There's an anonymous pamphlet of 1605 that speaks of "some that have gone to London very meanly", the wider context of which, including a reference to Hamlet, shows that this pertains to Shakespeare. Whilst we shouldn't read into it too much, it's easy to derive from this swipe that Shakespeare merely came to London to seek his fortune—we know that he was a very astute and successful businessman—so for example the story that he had to flee because he stole deer from Sir Thomas Lucy is almost certainly out the window, and I think anything else that's of similar scandalousness is unlikely too.
That isn't to say that Shakespeare wasn't... somewhat of a goer, and the only decent contemporary anecdote we have of him was of him entertaining a lady in the city, but again he doesn't seem to have ever stayed away from Stratford entirely for any large period at all.
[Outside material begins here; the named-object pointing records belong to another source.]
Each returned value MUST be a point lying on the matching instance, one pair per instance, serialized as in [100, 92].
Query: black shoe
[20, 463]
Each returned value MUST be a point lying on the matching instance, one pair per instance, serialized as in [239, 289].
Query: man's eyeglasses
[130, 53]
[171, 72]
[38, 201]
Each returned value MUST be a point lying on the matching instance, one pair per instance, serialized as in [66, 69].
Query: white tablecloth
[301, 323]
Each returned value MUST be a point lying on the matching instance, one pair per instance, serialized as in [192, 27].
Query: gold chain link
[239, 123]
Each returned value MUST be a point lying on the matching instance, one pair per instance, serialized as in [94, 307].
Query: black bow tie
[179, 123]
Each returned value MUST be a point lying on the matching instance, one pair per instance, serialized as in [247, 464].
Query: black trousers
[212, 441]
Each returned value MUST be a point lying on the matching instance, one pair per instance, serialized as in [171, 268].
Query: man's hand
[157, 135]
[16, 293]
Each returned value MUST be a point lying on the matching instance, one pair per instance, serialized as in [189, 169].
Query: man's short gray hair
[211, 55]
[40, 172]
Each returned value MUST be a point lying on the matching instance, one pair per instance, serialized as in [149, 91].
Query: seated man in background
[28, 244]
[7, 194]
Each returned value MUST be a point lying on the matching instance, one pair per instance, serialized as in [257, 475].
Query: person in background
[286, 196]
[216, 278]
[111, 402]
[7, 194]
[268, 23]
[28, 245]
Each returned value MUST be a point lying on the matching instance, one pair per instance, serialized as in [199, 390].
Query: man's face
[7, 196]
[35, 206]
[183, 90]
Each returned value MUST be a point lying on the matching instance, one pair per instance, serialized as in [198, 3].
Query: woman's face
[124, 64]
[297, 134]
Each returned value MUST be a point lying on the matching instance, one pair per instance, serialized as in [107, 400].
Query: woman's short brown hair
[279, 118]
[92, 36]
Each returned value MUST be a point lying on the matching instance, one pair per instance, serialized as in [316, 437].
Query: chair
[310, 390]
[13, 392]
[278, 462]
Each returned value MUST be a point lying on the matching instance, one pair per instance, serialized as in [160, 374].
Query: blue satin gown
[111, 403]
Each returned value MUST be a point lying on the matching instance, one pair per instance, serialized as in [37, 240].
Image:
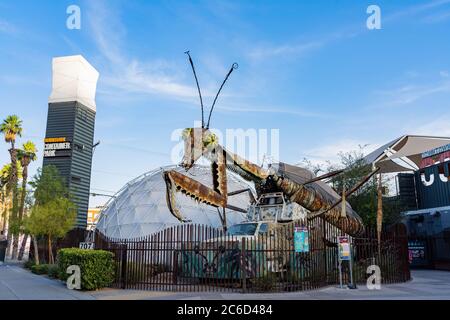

He frequently made trips back to buy property and visit his family, so if he were forced out he would've stayed out. Sir William d'Avenant claimed that Shakespeare would often stay in his family's inn, the Crown Tavern, in Oxford on the journeys.
The Haughton theory, that Shakespeare was a schoolmaster in his very young years, strikes me as odd but plausible, and may well account for the genesis that people are looking for: but even then you can't take it as accounting for the period directly after his marriage and directly before coming to London. That Anne was pregnant as they were getting married, and again with twins a couple of years later, points to the fact that he may have been kept busy in those years by quite the most obvious cause.